Außerdem: Rein statistisch ist jede Familie alle 10 Jahre von einem Sterbefall betroffen und de facto bedeutet das: Wo ein älterer Mensch stirbt, gibt es meistens noch einen, der auch irgendwann seinen Vertrag mit dem Sensenmann einlösen wird. Dieses statistische und de facto Geschäft lasse ich mir doch nicht durch irgendwelche Unkorrektheiten kaputtmachen!

Wir haben aber einen Sicherheitsmechanismus eingebaut. Wir fotografieren seit wenigstens 25 Jahren jeden Verstorbenen. Bis vor kurzen nutzten wir eine Polaroid-Kamera, jetzt eine digitale. Jeder einzelne Tote wird, wenn er im Sarg liegt und fertig eingebettet ist, abgelichtet.
Selbstverständlich erwähnen wir das den Angehörigen gegenüber und nur in einem Fall, in mehr als 25 Jahren, hat man gesagt, dass man das nicht wolle. „Der Vater hat sich niemals gerne fotografieren lassen…“ Auch gut.

Die Fotos bleiben bei uns in der Akte und werden nach 10 Jahren vernichtet. Nach 2 Jahen dünnen wir die Akte erstmals aus, alle unwichtigen Notizen und Beiblätter fliegen raus. Nach 5 Jahren fliegt alles raus, was steuerlich nicht relevant ist und nach 10 Jahren kommt alles bis auf den Laufzettel weg. Die Laufzettel gibt es bei uns seit Generationen, früher handgeschrieben auf Rechenpapier, heute computergedruckt auf Formularen.

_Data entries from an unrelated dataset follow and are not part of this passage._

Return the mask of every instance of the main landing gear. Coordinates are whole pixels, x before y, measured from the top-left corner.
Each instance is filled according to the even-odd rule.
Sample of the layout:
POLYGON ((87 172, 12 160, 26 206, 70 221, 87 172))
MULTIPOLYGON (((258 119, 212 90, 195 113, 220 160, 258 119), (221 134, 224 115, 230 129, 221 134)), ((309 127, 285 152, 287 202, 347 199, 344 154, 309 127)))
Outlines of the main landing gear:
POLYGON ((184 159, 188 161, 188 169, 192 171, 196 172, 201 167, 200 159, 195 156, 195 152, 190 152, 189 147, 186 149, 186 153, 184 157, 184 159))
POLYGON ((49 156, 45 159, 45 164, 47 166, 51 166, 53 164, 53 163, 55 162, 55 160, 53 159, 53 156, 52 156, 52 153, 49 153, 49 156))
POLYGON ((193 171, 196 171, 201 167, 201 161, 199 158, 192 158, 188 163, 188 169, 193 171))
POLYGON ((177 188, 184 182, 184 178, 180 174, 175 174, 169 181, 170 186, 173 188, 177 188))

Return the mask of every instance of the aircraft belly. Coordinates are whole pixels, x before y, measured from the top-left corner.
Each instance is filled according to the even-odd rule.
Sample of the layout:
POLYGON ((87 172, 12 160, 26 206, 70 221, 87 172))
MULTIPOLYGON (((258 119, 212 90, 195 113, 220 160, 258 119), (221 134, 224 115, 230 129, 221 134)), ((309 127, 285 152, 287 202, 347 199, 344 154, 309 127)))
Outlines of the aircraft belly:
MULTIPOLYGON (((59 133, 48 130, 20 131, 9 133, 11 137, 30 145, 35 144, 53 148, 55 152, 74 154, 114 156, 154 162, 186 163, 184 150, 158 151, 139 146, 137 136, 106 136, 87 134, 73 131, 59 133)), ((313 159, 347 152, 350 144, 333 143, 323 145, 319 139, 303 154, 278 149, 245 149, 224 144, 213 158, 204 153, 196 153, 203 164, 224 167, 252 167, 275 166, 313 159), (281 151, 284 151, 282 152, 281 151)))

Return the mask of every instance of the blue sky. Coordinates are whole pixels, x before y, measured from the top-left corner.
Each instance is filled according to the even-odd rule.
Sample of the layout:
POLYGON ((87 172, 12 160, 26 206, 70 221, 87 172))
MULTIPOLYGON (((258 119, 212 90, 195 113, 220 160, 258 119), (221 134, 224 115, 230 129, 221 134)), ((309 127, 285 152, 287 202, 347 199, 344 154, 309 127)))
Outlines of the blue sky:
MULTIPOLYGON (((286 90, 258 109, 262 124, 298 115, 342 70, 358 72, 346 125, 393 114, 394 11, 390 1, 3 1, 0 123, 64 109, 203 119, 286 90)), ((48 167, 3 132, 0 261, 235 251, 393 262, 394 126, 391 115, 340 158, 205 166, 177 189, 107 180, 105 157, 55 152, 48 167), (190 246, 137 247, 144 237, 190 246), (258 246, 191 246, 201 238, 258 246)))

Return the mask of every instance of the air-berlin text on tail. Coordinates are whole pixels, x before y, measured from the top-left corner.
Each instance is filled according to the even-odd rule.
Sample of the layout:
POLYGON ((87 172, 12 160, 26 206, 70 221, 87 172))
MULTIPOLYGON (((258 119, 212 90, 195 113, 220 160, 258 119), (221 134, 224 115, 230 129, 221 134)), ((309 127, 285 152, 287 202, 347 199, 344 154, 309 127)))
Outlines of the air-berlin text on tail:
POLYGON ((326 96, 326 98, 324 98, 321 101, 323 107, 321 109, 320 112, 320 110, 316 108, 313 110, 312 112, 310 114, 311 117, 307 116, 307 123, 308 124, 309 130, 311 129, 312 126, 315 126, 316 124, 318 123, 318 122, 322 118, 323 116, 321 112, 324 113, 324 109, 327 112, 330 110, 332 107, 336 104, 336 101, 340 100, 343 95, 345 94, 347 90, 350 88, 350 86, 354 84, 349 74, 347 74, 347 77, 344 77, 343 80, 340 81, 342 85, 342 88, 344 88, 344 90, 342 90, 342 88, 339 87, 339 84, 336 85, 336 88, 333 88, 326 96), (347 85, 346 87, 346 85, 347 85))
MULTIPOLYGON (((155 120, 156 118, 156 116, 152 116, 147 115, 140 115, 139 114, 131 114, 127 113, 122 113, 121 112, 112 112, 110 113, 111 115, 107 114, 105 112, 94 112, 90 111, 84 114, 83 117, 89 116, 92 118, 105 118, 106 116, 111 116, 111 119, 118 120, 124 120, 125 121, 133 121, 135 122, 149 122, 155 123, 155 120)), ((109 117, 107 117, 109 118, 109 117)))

Diese Fotografien sind für uns die Sicherheit, dass hinterher niemand sagen kann, da habe etwas nicht gestimmt. Vor allem aber machen wir das, weil doch ganz viele Menschen (oft nach Jahren) den Wunsch verspüren, den Toten zu sehen. „Nein, wir wollen den nicht mehr sehen, machen Sie den Sarg bitte gleich zu!“ Was meint Ihr, wie oft ich das höre. Wenn dann alles vorbei ist, kommt oft der Witwer oder die Witwe und sagt: „Ach hätte ich ihn/sie doch noch mal gesehen!“ Dann können wir sagen: „Wir hätten da noch was für Sie.“

Auch kommen manchmal Leute aus Übersee, die hier ihre Wurzeln suchen, die ihren Stammbaum komplettieren wollen. Oft führt ihr Weg sie auf den Friedhof, wo sie nach Grabsteinen suchen und ihre Vorfahren finden. Erst vor ganz kurzer Zeit konnte ich einem Mann aus Australien ein Bild seines Vaters zeigen. Die Familie war 1957 ausgewandert, der Junge 1959 dort auf die Welt gekommen. Dann hat das Heimweh der Mutter die Familie schon 1960 wieder nach Deutschland getrieben. Der Junge blieb in Australien bei einer Tante.
Aus den Plänen irgendwann einmal wieder zusammenzukommen ist nie etwas geworden. Nur durch Zufall hat der Mann in Australien erfahren, dass sein Vater gestorben ist und kam nun hierher, um das Grab zu sehen. Was meint ihr, wie froh der war, wenigstens das Bild des Verstorbenen anschauen zu können!
Im Übrigen erbitten wir von den Angehörigen, wann immer das möglich ist, auch ein möglichst aktuelles Foto, das den Toten. Das soll uns einen Anhaltspunkt geben, wie wir den Verstorbenen zurechtmachen müssen. Wir wissen ja nicht, ob er einen Scheitel trug, die Haare glatt nach hinten gekämmt waren usw.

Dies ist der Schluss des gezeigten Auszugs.